Public International Law & Policy Group (PILPG) has published a report on the situation in the South Caucasus, arguing that there is a possibility of self-determination via remedial secession for the people of Nagorno-Karabakh (Artsakh).
“Azerbaijan’s refusal to include on the agenda of the ongoing talks Nagorno-Karabakh’s Soviet era autonomous status as a benchmark for the right of the people of Nagorno-Karabakh to self-determination and for discussions between Armenia and Azerbaijan concerning their future fate and status, will be a clear signal of a continued rejection of that right for the people of Nagorno-Karabakh, and this opens the door to the possibility of external self-determination via remedial secession,” the organization says in the report.
“For a group to be entitled to a right to collectively determine its political destiny, it must possess a focus of identity sufficient for it to attain distinctiveness as a people. The Armenians of Nagorno-Karabakh possess the objective and subjective factors required of a group entitled to the right to self determination.”
The report says that Azerbaijan has a long history of denying Armenians their right to self-determination, and “all indications are that without comprehensive and effective mechanisms negotiated under the auspices of the international community with substantial enforcement mechanisms, not only will this right be denied, but the Armenian people of Nagorno-Karabakh will continue to be subject to gross human rights violations, including ethnic cleansing and forced deportation.”
The principle of self-determination can be exercised internally, through autonomy within the contours of a larger state, or externally, by creating a new state.
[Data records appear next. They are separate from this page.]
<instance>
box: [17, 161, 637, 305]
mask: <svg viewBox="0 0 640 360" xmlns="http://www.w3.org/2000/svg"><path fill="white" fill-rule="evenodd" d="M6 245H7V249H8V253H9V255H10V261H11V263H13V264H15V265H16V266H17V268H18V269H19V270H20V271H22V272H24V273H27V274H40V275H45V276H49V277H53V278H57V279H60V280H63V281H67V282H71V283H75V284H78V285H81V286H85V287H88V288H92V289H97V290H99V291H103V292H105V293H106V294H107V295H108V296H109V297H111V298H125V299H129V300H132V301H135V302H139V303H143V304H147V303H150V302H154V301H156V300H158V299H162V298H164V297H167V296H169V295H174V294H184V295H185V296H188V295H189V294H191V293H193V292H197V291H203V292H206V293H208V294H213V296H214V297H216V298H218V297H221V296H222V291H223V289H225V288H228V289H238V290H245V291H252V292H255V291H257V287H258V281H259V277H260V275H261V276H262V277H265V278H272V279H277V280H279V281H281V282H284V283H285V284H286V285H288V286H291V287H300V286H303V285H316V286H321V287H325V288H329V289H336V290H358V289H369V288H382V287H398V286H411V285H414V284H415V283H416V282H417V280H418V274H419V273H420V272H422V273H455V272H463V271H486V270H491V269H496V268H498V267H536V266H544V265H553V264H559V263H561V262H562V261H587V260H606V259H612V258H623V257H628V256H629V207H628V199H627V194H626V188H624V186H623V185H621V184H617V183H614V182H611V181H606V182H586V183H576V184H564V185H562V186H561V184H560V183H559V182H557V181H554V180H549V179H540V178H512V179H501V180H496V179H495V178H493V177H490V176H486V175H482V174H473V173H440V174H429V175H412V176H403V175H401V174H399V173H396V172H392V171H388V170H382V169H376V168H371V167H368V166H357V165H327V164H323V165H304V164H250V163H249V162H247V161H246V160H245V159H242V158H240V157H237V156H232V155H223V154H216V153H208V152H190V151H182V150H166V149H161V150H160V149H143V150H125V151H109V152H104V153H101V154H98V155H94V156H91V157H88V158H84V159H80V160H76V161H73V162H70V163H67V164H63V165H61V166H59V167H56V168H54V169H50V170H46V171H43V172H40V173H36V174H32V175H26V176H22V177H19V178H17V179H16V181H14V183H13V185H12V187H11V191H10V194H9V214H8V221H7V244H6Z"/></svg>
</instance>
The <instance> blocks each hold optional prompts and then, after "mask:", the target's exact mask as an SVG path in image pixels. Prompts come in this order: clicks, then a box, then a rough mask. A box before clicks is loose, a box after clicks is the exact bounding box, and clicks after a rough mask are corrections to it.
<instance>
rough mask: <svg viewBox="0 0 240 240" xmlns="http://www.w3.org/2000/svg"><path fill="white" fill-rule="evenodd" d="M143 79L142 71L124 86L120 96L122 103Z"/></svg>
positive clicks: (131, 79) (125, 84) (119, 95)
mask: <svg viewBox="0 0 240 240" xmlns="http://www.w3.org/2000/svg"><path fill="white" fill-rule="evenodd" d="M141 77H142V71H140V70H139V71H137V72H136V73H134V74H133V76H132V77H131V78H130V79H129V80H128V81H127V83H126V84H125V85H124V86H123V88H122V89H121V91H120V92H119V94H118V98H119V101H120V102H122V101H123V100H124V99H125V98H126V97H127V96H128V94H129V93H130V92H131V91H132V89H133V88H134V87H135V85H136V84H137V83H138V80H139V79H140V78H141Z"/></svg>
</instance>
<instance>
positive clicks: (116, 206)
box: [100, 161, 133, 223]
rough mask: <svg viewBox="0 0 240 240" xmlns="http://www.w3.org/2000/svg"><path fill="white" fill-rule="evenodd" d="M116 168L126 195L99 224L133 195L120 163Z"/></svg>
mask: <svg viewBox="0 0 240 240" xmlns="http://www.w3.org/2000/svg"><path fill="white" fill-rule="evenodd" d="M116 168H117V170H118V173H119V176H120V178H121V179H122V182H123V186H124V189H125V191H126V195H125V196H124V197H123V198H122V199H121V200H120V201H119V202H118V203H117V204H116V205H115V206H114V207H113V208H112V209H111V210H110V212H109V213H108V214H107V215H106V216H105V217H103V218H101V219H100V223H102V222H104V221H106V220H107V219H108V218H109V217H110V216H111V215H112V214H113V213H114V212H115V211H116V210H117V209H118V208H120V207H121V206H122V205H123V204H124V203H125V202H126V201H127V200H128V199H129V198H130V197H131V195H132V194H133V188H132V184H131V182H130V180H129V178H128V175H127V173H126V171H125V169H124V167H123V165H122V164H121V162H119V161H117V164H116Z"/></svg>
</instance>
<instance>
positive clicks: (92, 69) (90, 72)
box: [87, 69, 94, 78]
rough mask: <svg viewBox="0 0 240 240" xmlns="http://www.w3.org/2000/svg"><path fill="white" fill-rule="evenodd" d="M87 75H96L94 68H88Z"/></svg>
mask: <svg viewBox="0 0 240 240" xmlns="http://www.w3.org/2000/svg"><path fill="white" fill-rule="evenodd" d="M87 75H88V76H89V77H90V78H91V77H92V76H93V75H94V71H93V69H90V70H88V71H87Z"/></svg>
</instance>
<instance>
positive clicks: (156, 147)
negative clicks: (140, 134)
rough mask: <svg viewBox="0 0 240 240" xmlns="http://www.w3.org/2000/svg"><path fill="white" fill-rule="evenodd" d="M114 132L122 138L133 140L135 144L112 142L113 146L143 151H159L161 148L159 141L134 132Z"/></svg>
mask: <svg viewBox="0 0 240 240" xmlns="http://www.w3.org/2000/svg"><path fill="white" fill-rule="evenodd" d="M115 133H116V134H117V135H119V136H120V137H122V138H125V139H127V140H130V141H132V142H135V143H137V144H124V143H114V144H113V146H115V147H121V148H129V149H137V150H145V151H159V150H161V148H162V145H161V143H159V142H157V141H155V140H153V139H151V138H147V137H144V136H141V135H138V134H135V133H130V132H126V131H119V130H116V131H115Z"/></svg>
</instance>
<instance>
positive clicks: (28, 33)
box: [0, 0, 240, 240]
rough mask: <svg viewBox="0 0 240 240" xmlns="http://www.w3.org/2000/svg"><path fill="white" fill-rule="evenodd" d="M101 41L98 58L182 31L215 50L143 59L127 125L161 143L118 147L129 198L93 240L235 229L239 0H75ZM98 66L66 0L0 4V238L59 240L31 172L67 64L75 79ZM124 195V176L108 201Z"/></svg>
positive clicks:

According to the ICJ decision in Chagos (Legal Consequences of the Separation of the Chagos Archipelago from Mauritius in 1965 – Ed.), while external self-determination can be materialized in cases of decolonization and alien subjugation “the right to self-determination, as a fundamental human right, has a broad scope of application”. The latter suggests that external self-determination may also include remedial secession in cases of systemic oppression. This argument has been proposed also by a number of domestic and international courts and committees. While different views remain on whether external self-determination includes remedial secession, there exists no controversy that internal form of self-determination applies to all peoples.